Like O’Brien, Wilson’s father – Curtis Sr. – served in the Marines.
“When we have chores around the house, when he says, ‘Do it,’ that means it needs to be done,” Wilson said. “Same thing here. When Coach O’Brien wants something done, it needs to be done right then and there. I’m used to it.”
Wilson is preparing for intense chores this week as the starting field cornerback as the Wolfpack plays host to South Carolina at 7:03 p.m. on Thursday in the season opener.
Junior DeAndre Morgan is a returning starter, but Wilson was listed as a surprise starter for the game. O’Brien wouldn’t comment when asked if Morgan is injured, and praised Wilson.
O’Brien said Wilson has done “a tremendous job” in fall camp and benefited from playing during spring practice when Wilson was sitting out with a hamstring injury.
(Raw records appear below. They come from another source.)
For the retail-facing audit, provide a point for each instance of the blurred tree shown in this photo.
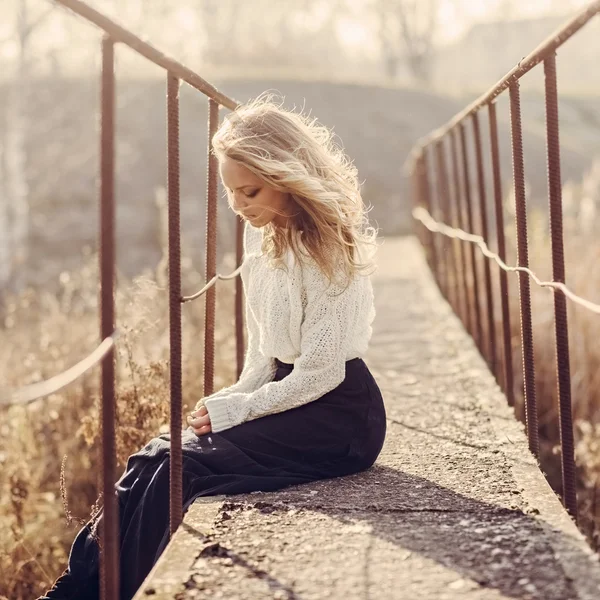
(262, 33)
(406, 32)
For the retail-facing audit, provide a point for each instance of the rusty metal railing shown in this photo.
(446, 208)
(104, 353)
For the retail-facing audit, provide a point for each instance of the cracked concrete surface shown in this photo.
(455, 506)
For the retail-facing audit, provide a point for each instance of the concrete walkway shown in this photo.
(454, 508)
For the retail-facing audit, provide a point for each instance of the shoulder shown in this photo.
(317, 283)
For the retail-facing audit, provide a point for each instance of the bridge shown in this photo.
(456, 505)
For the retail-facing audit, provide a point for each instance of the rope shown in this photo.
(34, 391)
(420, 214)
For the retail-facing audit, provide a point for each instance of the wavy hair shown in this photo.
(293, 153)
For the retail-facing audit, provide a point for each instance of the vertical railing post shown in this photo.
(460, 225)
(424, 199)
(490, 348)
(239, 296)
(444, 204)
(211, 250)
(560, 302)
(477, 330)
(435, 210)
(109, 555)
(176, 461)
(500, 235)
(523, 261)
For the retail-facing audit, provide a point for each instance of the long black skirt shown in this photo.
(340, 433)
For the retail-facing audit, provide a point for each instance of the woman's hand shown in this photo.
(200, 421)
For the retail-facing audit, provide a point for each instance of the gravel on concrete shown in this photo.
(455, 507)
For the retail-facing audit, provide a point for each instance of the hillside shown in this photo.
(377, 126)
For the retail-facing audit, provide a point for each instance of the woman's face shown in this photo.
(251, 197)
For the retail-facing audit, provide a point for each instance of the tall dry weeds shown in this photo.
(42, 335)
(582, 253)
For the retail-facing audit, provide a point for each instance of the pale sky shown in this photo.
(456, 17)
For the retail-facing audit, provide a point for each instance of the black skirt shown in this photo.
(340, 433)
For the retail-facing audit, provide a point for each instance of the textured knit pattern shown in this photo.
(297, 316)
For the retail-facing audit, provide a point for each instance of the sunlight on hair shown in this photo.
(293, 153)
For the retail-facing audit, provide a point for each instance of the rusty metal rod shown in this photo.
(239, 297)
(523, 261)
(211, 251)
(176, 462)
(466, 316)
(425, 200)
(560, 303)
(545, 49)
(477, 327)
(432, 180)
(491, 329)
(500, 235)
(444, 207)
(109, 555)
(120, 34)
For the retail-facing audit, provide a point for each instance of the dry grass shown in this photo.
(44, 334)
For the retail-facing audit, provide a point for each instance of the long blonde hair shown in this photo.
(293, 153)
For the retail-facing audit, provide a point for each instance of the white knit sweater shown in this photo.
(297, 316)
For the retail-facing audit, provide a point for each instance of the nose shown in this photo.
(237, 203)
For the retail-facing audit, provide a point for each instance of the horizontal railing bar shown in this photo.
(436, 227)
(212, 282)
(120, 34)
(545, 49)
(34, 391)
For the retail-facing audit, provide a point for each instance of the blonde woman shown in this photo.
(306, 406)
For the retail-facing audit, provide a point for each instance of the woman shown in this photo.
(306, 406)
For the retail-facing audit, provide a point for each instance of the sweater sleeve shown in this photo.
(329, 321)
(257, 368)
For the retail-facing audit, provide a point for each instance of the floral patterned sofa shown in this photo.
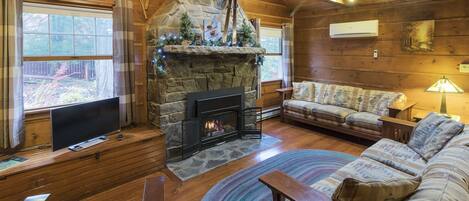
(346, 109)
(443, 177)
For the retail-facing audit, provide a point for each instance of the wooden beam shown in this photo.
(337, 1)
(144, 10)
(297, 7)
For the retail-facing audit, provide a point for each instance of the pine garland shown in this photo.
(245, 38)
(186, 31)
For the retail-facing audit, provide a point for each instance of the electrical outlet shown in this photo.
(375, 54)
(464, 68)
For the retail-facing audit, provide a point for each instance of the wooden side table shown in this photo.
(397, 129)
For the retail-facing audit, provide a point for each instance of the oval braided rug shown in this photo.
(306, 166)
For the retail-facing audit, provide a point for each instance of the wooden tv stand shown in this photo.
(69, 175)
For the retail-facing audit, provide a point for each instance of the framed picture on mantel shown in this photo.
(417, 36)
“That gave some of those younger guys (a chance), and once again it was a blessing,” O’Brien said. “They got to play a little more, and their development speeded up. He’s done extremely well in the scrimmages, and he’s put himself in position to see what he can do on Thursday night.”
Just getting in position to be offered a scholarship by N.C. State was a big accomplishment for Wilson. He set Lincoln County High career records for total yards (5,919), rushing yards (3,941) and scoring (468 points).
But he didn’t attract much attention from recruiters because he did it at a small (Class 2A) school. Maryland was the only Football Bowl Subdivision school that offered him an early scholarship, and he said that offer was withdrawn because he was judged to be too small.
He believes he got N.C. State’s attention when he played in the state championship game in 2007 at Carter-Finley Stadium. He was named the game’s most valuable player after rushing for two touchdowns in a 28-14 defeat of South Columbus.
“I believe it helped out a lot,” Wilson said. “I believe (N.C. State’s coaches) had an idea of who I was, but being that they had the opportunity to see me play in person, that helped out a lot.”
Wilson knows that as a redshirt freshman making his first start, he’s likely to be challenged by South Carolina in the passing game. So is boundary cornerback Koyal George, a former walk-on.
But Wilson sounds confident in the military discipline from his coach – and his father – that’s gotten him this far.
“Most definitely they’re going to throw the ball against us,” Wilson said. “They are probably going to come, they are going to shoot at us first, but thanks to coaching and the game plan, we’re ready.”